Problem: How close to -3 do we have to take x so that
$\displaystyle 1/(x+3)^4 > 10,000$
$\displaystyle (x+3)^4$ is non-negative, so we can just move some stuff around:
$\displaystyle \frac{1}{(x+3)^4} > 10,000$
$\displaystyle \implies~ \frac{1}{10,000} > (x+3)^4$
$\displaystyle \implies~ \sqrt[4]{\left(\frac{1}{10,000}\right)} > |x+3|$
$\displaystyle \implies~ \frac{1}{10} > |x+3|$
Say for example we considered something like $\displaystyle \frac{1}{(x+3)^3} > 1000$ . It's possible for $\displaystyle (x+3)^3$ to be a negative number, but if it was negative, the value on the left-hand side would have been negative, and a negative number can't be greater than 1000. So we just need to make a side note that we are only considering values of $\displaystyle x$ such that $\displaystyle x>-3$. From then we can continue the problem.
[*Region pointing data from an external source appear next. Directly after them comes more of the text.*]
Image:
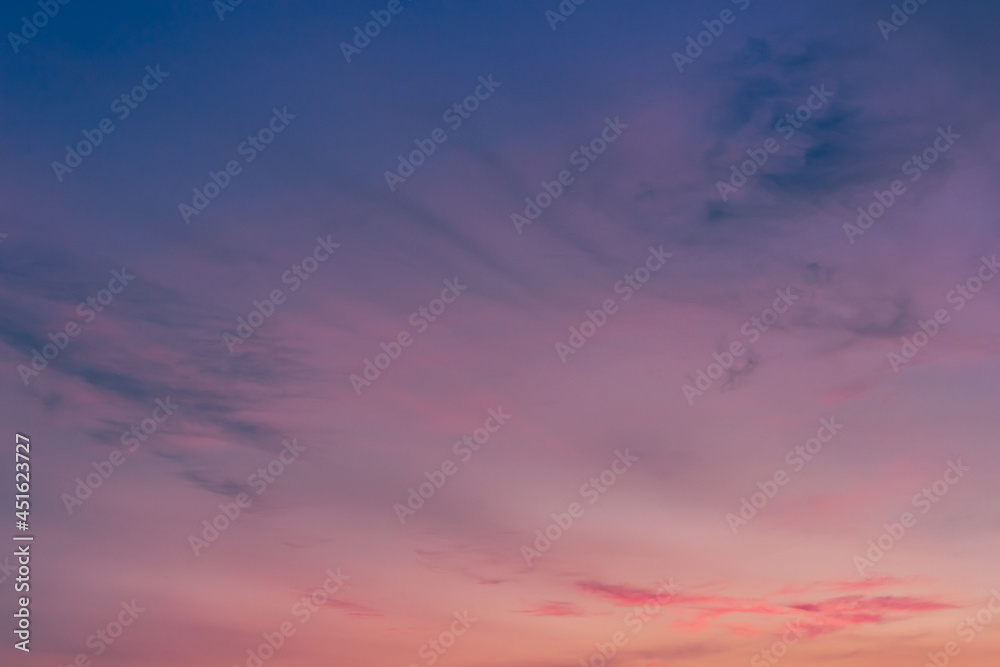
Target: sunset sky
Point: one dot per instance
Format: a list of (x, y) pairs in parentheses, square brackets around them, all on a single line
[(485, 332)]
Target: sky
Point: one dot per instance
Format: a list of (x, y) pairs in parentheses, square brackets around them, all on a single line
[(528, 334)]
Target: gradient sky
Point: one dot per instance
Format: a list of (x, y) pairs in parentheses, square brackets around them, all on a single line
[(495, 347)]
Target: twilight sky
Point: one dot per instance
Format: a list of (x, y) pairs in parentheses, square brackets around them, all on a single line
[(504, 337)]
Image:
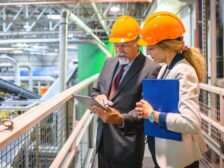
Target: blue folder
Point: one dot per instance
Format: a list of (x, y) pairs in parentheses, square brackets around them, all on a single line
[(163, 95)]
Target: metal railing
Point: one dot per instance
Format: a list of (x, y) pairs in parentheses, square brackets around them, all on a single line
[(212, 114), (38, 135), (42, 137)]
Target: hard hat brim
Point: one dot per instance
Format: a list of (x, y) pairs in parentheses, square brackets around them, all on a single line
[(142, 42)]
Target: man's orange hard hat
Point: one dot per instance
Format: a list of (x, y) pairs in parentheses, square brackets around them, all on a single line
[(125, 29), (161, 26)]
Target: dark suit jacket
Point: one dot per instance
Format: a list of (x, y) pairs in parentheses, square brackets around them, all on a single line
[(124, 144)]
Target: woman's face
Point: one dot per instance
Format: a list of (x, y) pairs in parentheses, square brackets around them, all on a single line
[(158, 54)]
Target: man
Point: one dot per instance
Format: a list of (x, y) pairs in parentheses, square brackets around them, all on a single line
[(120, 135)]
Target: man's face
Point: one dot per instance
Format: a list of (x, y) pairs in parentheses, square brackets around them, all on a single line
[(126, 51)]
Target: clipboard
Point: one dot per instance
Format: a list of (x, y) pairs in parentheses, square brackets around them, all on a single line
[(163, 95), (88, 101)]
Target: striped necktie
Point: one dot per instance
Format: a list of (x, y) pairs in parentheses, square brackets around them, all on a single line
[(116, 81)]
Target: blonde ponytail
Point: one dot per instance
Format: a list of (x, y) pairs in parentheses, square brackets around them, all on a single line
[(192, 55)]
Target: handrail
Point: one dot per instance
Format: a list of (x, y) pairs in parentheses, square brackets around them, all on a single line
[(213, 89), (70, 141), (38, 113)]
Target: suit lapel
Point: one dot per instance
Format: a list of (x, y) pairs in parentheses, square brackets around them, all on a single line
[(133, 70)]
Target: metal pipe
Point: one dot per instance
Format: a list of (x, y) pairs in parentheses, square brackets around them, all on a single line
[(30, 75), (63, 33), (15, 65), (65, 2), (81, 24)]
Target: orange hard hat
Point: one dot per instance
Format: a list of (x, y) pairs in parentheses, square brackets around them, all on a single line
[(125, 29), (161, 26)]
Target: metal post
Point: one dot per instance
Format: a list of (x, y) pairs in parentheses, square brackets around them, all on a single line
[(37, 135), (63, 48)]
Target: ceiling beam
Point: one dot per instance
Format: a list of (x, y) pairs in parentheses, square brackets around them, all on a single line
[(38, 2)]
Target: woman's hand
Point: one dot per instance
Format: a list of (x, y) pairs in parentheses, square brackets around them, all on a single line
[(143, 109)]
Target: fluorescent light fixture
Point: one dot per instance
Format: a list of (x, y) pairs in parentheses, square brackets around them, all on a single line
[(115, 9), (54, 17)]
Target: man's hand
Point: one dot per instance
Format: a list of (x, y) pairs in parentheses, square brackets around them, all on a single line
[(108, 115), (102, 99), (143, 109)]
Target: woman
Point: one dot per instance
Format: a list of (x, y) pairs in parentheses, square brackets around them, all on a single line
[(162, 34)]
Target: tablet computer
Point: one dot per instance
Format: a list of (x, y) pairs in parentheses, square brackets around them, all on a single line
[(88, 101)]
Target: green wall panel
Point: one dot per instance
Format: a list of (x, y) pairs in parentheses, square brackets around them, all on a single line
[(91, 59)]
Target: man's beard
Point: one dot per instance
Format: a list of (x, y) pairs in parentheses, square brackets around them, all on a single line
[(123, 58)]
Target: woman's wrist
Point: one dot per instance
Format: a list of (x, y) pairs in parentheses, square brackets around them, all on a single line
[(156, 116)]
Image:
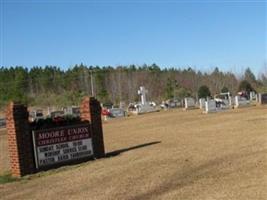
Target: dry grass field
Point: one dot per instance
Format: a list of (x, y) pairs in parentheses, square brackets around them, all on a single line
[(168, 155)]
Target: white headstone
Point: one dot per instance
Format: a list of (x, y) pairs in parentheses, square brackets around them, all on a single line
[(210, 106), (202, 103), (142, 92), (189, 103), (117, 112), (144, 107)]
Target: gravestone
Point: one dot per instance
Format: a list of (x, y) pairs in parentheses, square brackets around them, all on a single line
[(202, 103), (189, 103), (210, 106), (144, 106), (263, 98), (117, 112)]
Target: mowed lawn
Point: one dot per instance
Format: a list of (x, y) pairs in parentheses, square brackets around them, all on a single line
[(167, 155)]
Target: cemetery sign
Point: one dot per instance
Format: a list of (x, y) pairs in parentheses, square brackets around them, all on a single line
[(62, 144)]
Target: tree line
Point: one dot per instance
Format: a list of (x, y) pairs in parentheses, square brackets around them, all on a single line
[(51, 85)]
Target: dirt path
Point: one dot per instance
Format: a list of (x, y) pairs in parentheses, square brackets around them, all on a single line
[(166, 155)]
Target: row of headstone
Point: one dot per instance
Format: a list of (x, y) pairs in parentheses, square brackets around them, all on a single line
[(241, 102)]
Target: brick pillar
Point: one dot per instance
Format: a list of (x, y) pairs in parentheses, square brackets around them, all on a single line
[(91, 111), (20, 144)]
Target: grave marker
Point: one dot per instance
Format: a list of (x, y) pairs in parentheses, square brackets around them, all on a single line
[(189, 103), (210, 106)]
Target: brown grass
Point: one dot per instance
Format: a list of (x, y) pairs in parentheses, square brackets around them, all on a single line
[(166, 155)]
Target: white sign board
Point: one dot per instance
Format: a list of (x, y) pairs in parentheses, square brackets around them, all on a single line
[(62, 144)]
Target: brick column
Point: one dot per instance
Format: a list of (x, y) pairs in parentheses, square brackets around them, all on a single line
[(91, 111), (20, 144)]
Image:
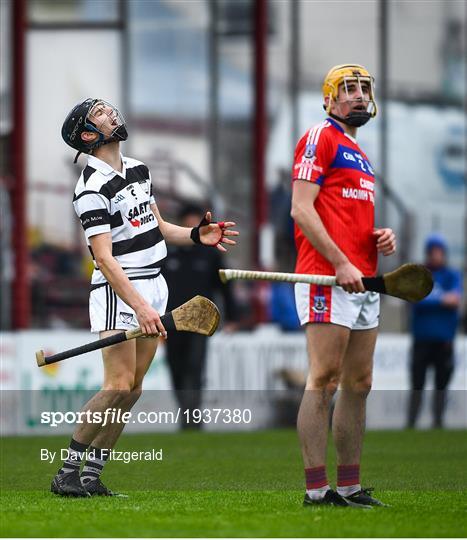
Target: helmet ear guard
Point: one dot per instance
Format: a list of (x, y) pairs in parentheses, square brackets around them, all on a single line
[(344, 74)]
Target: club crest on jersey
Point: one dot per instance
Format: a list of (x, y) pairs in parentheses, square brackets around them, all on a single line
[(309, 151), (144, 186), (126, 318), (319, 304)]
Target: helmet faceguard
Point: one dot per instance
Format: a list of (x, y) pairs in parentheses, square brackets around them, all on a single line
[(344, 75), (91, 115)]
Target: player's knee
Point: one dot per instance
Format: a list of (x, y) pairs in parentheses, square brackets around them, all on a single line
[(362, 385), (122, 384), (327, 380), (135, 393)]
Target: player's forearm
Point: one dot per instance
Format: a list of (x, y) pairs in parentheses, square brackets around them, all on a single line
[(312, 226), (119, 281)]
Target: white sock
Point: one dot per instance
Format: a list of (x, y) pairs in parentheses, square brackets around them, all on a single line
[(317, 494), (346, 491)]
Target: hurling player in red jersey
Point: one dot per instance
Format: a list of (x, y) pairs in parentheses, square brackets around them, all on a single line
[(333, 209)]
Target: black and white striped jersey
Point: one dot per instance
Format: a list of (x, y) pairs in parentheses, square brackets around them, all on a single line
[(108, 201)]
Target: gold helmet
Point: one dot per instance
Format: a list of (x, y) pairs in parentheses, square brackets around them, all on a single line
[(343, 74)]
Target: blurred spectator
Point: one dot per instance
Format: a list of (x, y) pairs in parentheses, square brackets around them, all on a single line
[(192, 270), (434, 323)]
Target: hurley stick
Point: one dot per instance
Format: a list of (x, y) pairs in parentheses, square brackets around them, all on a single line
[(411, 282), (198, 315)]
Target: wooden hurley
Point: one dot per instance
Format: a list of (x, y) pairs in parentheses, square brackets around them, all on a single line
[(411, 282), (198, 315)]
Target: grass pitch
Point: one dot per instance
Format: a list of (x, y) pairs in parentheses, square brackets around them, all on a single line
[(240, 484)]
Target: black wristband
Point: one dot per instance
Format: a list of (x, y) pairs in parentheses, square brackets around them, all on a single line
[(194, 235)]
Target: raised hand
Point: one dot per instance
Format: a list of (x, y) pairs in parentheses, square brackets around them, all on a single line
[(216, 234)]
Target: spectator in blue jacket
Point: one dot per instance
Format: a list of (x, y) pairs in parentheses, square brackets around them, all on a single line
[(434, 323)]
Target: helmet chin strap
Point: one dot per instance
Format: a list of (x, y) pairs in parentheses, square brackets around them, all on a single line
[(354, 119)]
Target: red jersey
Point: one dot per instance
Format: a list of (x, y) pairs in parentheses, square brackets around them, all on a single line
[(329, 157)]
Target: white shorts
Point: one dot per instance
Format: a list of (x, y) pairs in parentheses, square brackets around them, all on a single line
[(107, 311), (320, 304)]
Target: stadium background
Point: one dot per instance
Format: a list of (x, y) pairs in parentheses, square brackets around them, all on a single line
[(215, 94)]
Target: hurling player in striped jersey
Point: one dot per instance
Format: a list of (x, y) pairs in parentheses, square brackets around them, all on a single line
[(126, 235), (333, 208)]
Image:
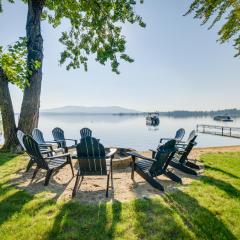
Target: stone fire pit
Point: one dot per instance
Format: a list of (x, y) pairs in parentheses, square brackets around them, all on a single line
[(121, 158)]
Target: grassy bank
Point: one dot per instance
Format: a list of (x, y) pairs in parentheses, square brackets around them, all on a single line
[(207, 209)]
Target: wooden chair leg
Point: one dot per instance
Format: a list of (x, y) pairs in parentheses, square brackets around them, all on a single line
[(48, 175), (133, 167), (70, 162), (30, 164), (173, 177), (75, 188), (35, 173), (107, 185), (112, 179)]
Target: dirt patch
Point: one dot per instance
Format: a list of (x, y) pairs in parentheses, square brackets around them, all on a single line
[(93, 188)]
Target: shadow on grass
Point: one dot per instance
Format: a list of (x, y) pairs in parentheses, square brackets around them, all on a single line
[(12, 203), (6, 157), (226, 187), (207, 167), (155, 219), (199, 220), (81, 221)]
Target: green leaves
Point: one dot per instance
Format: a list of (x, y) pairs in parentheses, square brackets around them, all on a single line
[(95, 29), (13, 63), (226, 10), (1, 9)]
As for your second question: Any time you take an even-powered root of a value, you must take its absolute value. In other words:
$\displaystyle a^2 = 25 ~\implies~ \sqrt{a^2}=\sqrt{25} ~\implies~ |a|=5 ~\implies~ a=\pm5$
Notice that had we not done so, we would not have found the solution $\displaystyle a=-5$, but clearly $\displaystyle (-5)^2=25$.
You do not need to do this when taking odd-powered roots.